Transient response (Rs=68 Ω)
- 直列終端抵抗が伝送線路インピーダンスの半分程度の 39 Ω でも 100 mm 程度の比較的短距離ではリンギングは大分改善されています。
これは多重反射が短時間で起こるために反射エネルギーが速やかに消費されるからです。
- 反射は直列終端抵抗のインピーダンスとロジック IC の出力インピーダンスの和で終端されるため、再反射は半分より少なくなっています。
Transient response (Rs=150 Ω)
- ロジック IC の出力インピーダンス Ro と 直列終端抵抗 Rs のインピーダンスの和が 線路インピーダンス Z0 に近くなるように選ぶと、 再反射は小さなものとなります。

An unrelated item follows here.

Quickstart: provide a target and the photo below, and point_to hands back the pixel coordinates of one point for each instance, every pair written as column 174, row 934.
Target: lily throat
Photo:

- 直列終端抵抗が伝送線路のインピーダンスより高い場合は開放端反射的になって同相で反射するため悪影響が大きいです。
- 伝送線路帳が短い場合でも鈍った波形となります。
- 20 ns のパルス幅で伝送線路長が 2 m になると、送信端 (n3) ではっきりと開放端反射が見えるようになっています。
- 伝送遅延がパルス幅と同程度の場合には、受信側の信号レベルがロジック IC のスレッショルド付近に留まる時間が長くなり酷く歪みます。
これは誤作動やメタステーブルの原因になる場合があります。
- 反射電力がなかなか消費されないため多重反射が長引いて誤作動的にも不要輻射的にも良くありません。
- 伝送線路長が長い場合には伝送線路がアンテナとなって大きな不要輻射を発生することになります。
直列終端の抵抗値
このシミュレーションで使用している LVC14A の出力インピーダンス Ro は 11 Ω 辺りですが、 実際の CMOS ロジック IC では、出力能力や電源電圧や温度で変わるため、ある Z0 における Rs の最適値はそれぞれに異なるものとなります。 不明の場合には次善の策として CMOS IC の出力抵抗 Ro を その定格出力電流 Io からRo ≃ 0.4 V / (1.5 Io)程度と概算して、 Rs ≤ Z0 - Ro を直列終端抵抗の値として選んでおきます。
計算例: Z0 = 80 Ω, Ro ≃ 0.4 V / (1.5 × 24 mA) ≃ 11.1 Ω → Rs = 68 Ω⚠️ このとき、Rs を大きくしすぎてはいけません。 Rs 小さい場合には、再反射の電圧は反転する方向に発生して、 それが受信端の CMOS IC に伝わり、その電圧が大きい場合には IC 内の入力保護ダイオードでクランプされるため、 ロジック・レベル的な問題にはなりにくいです。 しかし、Rs が大きい場合には再反射の電圧は反転しないため、 受信端に伝わるとロジックレベルの閾値に近くなりノイズ・マージンが減少するからです。 また、受信側のインピーダンスが低めの場合や線路の損失が大きい場合には受信信号の減衰量が増えるため、 これもまたノイズ・マージンを低下させることになります。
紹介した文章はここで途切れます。